Edmonton — It was a beautiful day for an outdoor rock spectacle, with an estimated 65,000 fans revelling in another magnificent U2 set — filled with jangly guitars, booming bass lines and Bono’s heartfelt tales of peace, love and Gilbert Brule.
Under a partly cloudy Wednesday sky, and a 50-metre alien crustacean known as the claw or spaceship, Bono and his boys took fans to new heights of excess, excitement and hockey hysteria at Commonwealth Stadium — 14 years after the band’s last visit to Edmonton.
(Truth be told, the excess started hours before their 9:09 p.m. start time — with a police escort from the airport to the venue for a quick sound check.)
If you’ve been keeping track of the U2’s current 360 tour, you’ll know the first few songs didn’t differ much from their usual set list — starting with Even Better Than The Real Thing, I Will Follow, Get On Your Boots, Magnificent and Mysterious Ways — five songs from three different decades of their career.
In a way, watching the Irish rockers on their giant screen was almost better than trying to see the real things on a puny stage in the middle of a huge football stadium, especially for those fans standing on the field. Bono and his bandmates looked larger than life on their circular screen, and so did the entire scope of the show, thanks to camera angles which incorporated the breadth of the almost sold-out stadium.
“Welcome to the 325 tour,” Bono quipped, making a dig at Commonwealth’s seatless south end.
Late morning, May 21, 2010, word shot around the world of his emergency back surgery and U2’s need to postpone a series of shows, including a stop in Edmonton.
Bono reportedly came close to losing the ability to walk, but his recovery looks complete — as he crouched under his microphone, shimmied, and swaggered around the stage, which featured an outer circular rim and two moving bridges. After hurling a bunch of white roses into the crowd during Until The End of The World, he treated fans to a story about hitchhiking in Vancouver and getting a lift from none other than Oiler Gilbert Brule and his girlfriend. The tale then prompted Bono to compare each one of his bandmates as to a former Oiler.
The Edge, or “Wayne Gretzky” on guitar, stickhandled his way through explosive anthems (Elevation, Beautiful Day) and touching ballads (All I Want Is You). Stoic bassist Adam Clayton, or “the Grant Fuhr of the band,” backstopped with steady and sensual bass lines, while drummer Larry Mullen Jr., or “the Mark Messier” of U2, was suave yet feisty behind his kit.

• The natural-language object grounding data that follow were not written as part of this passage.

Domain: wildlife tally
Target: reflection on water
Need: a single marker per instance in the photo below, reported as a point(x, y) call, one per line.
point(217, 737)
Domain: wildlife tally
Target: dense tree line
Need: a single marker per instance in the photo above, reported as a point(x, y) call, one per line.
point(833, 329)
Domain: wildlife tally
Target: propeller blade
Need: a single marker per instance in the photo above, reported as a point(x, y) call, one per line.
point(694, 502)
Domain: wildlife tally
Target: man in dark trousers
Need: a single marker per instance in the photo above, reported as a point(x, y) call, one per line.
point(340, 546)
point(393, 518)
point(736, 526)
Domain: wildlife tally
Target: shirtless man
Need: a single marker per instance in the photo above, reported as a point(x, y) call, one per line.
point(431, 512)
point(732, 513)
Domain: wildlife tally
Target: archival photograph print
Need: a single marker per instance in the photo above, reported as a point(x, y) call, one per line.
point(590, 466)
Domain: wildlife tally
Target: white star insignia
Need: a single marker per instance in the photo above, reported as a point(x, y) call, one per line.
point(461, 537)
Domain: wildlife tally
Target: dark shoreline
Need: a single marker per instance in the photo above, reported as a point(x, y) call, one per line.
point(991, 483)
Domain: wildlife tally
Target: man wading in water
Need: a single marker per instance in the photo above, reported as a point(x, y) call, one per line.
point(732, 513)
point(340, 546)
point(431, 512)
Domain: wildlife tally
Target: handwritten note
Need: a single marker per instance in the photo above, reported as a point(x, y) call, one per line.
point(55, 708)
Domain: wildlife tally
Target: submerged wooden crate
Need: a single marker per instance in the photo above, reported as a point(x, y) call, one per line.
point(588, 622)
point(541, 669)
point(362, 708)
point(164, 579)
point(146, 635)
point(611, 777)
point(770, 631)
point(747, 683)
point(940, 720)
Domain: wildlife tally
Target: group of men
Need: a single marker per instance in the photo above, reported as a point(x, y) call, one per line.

Unlike the band’s show in Winnipeg, where the city’s name was spelled with only n (and Manitoba was referred to as a state) on the band’s giant screen, there were no such gaffes in Ed- or rather Edge-monton. Instead, fans were treated to such happy pre-show facts as the number of suicides this year (422,982) and the number of days until the end of oil (15,535).
U2, of course, need a lot of the liquid to power their beast of a tour, yet the Irish rockers try to compensate for their materialistic ways by supporting social and political campaigns, such as Amnesty International, Make Poverty History and Product RED AIDS.
Fans celebrated the latter two efforts by bringing red and white balloons to the show, which provided a bit of distraction for a few minutes after the opening act, The Fray, left the stage.
As expected, Bono dedicated the last song of the night, Moment of Surrender, to the survivors of the Slave Lake fire, as thousands of cellphones lit the stadium in a warm glow.
“I have some people here from Slave Lake I’d like to dedicate my song to,” he said. “Whoever it is you want to hold in your hearts, hold them in your heart.”